Era el último día de la gira y estábamos estudiando a la familia Brontë y su Yorkshire natal. La semana anterior, caminamos sobre las murallas de la antigua ciudad de York y compramos en Shambles, la estrecha calle medieval que casi no ha cambiado desde que St. Margaret Clitherow vivió allí. Habíamos caminado por los valles, tan solitarios y dolorosamente hermosos como había imaginado cuando leí por primera vez. cumbres borrascosas años antes. Habíamos visitado el Museo Brontë Parsonage en la cercana Haworth y, basándonos en la reputación de nuestro profesor, nos llevaron a una habitación trasera y nos mostraron un tesoro genuino: uno de los diminutos libros, de una pulgada por una pulgada, que Brontë habían hecho los niños, llenos de escrituras demasiado pequeñas para las miradas indiscretas de los adultos.

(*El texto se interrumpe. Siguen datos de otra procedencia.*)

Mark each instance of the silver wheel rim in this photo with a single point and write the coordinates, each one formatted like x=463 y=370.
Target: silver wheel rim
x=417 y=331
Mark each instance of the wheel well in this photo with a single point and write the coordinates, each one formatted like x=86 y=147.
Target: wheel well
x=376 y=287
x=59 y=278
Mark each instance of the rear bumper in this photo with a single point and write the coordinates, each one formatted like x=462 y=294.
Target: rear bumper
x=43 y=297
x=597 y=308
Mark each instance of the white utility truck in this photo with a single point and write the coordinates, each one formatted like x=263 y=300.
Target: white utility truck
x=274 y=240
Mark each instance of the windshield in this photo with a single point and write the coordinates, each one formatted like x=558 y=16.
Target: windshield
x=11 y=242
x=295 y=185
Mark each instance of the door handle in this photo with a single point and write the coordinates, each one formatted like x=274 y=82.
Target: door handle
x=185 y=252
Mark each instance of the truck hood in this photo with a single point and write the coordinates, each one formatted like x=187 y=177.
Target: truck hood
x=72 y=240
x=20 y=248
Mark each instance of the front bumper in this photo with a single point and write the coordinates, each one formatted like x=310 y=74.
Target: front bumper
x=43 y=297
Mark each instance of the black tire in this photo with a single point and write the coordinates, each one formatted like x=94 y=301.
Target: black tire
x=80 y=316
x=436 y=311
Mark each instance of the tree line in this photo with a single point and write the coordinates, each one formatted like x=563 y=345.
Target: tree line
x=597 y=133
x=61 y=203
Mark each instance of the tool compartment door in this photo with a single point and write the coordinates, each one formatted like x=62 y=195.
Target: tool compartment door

Mientras nos preparábamos para dejar nuestro alojamiento en el Bar Convent, una monja se acercó y se ofreció a mostrarnos un tesoro más. Preocupados por provocar la ira del profesor (ella había ido a buscar la camioneta y nos estaría esperando), aun así la seguimos hasta la hermosa e increíblemente alta capilla. Construido cuando ser católico era un delito de traición, su gran cúpula queda oculta desde el exterior por un falso techo. Hay un hueco para el sacerdote y muchas puertas que permitían a los fieles dispersarse si llegaban las autoridades. Eran bastantes maravillas, pero la hermana nos llevó a un nicho, recogió lo que más tarde supe que se llamaba relicario y lo acercó a nuestras caras.
"Calle. La mano de Margaret Clitherow —anunció.
Yo era un católico muy nuevo. Había oído hablar de la veneración de las reliquias de los santos y en principio lo había aceptado, pero ciertamente no estaba preparado para la realidad. No sé cómo se sintieron los otros estudiantes. Eran católicos de cuna, así que quizás no fue tan impactante, pero todos éramos estadounidenses, y en nuestras iglesias parroquiales no se exhibían partes del cuerpo, al menos no las cortadas.
Miré la mano, notablemente incorrupta, pero con los dedos perpetuamente contorsionados por el dolor. Este catolicismo es un asunto serio, pensé mientras luchaba por eliminar la expresión de horror de mi rostro y reemplazarla con... ¿qué? No estaba segura de cómo se suponía que debía sentirme. Dudaba que alguna vez lograría la expresión de alegría sublime en el rostro de la Madre Superiora.
La casa de Santa Margarita es ahora un santuario ubicado en Shambles, a la sombra de la Catedral de York. Había vivido aquí con su marido, un carnicero adinerado, disfrutando de una vida feliz y cómoda. Sin embargo, unos años después de casarse, volvió a la fe que había conocido brevemente cuando era niña: antes de que la misa fuera ilegal, antes de que se retiraran los altares y se destrozaran las estatuas, antes de que la reina Isabel impusiera cruel y contundentemente el protestantismo. Su marido siguió siendo protestante pero le permitió organizar misas y esconder sacerdotes en su casa. Fue encarcelada varias veces antes de ser condenada a muerte.
Su ejecución fue espantosa. La tendieron en el suelo con una piedra afilada en la espalda. Le colocaron una puerta encima y le colocaron piedras pesadas hasta que murió aplastada. Sus últimas palabras fueron: “Jesús, ten piedad de mí”.